Nvidia’s GB200 NVL72 server system, which incorporates 72 Blackwell chips along with 36 of its latest Grace CPUs, is touted as one of the most advanced computing systems available. CEO Jensen Huang has projected that these new chips will generate “several billion dollars” in sales during the fourth quarter. Major customers for the Blackwell server system include tech giants such as Meta Platforms (META), Microsoft (MSFT), and Elon Musk’s xAI.
Despite these reported issues, Dell Technologies CEO Michael Dell stated on social media platform X that his company is already shipping an unspecified number of Nvidia’s Blackwell servers as part of its PowerEdge System offerings. This indicates that some clients remain confident in Nvidia’s ability to deliver despite ongoing challenges.
Nvidia shares closed Monday down 1.3% at $140.15. Analysts are closely watching Nvidia’s upcoming earnings report, as even a strong performance could lead to further declines in stock price. For instance, after exceeding expectations in its last quarterly report, Nvidia shares fell by 6% immediately afterward.
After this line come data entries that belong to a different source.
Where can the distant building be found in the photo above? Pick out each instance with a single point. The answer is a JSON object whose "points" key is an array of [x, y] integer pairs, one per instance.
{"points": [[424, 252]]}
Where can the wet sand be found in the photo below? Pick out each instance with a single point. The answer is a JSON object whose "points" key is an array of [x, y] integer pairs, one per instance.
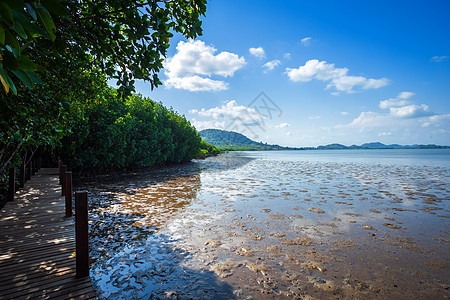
{"points": [[237, 227]]}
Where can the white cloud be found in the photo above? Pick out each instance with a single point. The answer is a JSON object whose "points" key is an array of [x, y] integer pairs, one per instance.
{"points": [[401, 113], [283, 125], [230, 110], [436, 120], [269, 66], [385, 133], [200, 125], [410, 111], [367, 119], [393, 102], [306, 41], [257, 52], [337, 77], [400, 100], [194, 58], [439, 58], [405, 95], [196, 84]]}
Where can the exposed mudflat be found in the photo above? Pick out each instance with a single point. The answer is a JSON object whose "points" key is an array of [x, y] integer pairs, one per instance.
{"points": [[244, 227]]}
Investor sentiment surrounding AI spending has shifted recently, with concerns that major tech companies may reduce their AI expenditures. This anxiety was evident last Friday when semiconductor stocks suffered declines after Applied Materials (AMAT) released disappointing earnings results. On that day, Nvidia shares dropped by 3.3%, paralleling a 3.4% fall in the PHLX Semiconductor Index (^SOX).
Despite these recent setbacks, Nvidia’s stock has surged approximately 186% over the past year, largely due to its pivotal role in the AI boom. The company’s impressive growth has allowed it to surpass Apple (AAPL) as the most valuable publicly traded company and replace Intel on the Dow Jones Industrial Average.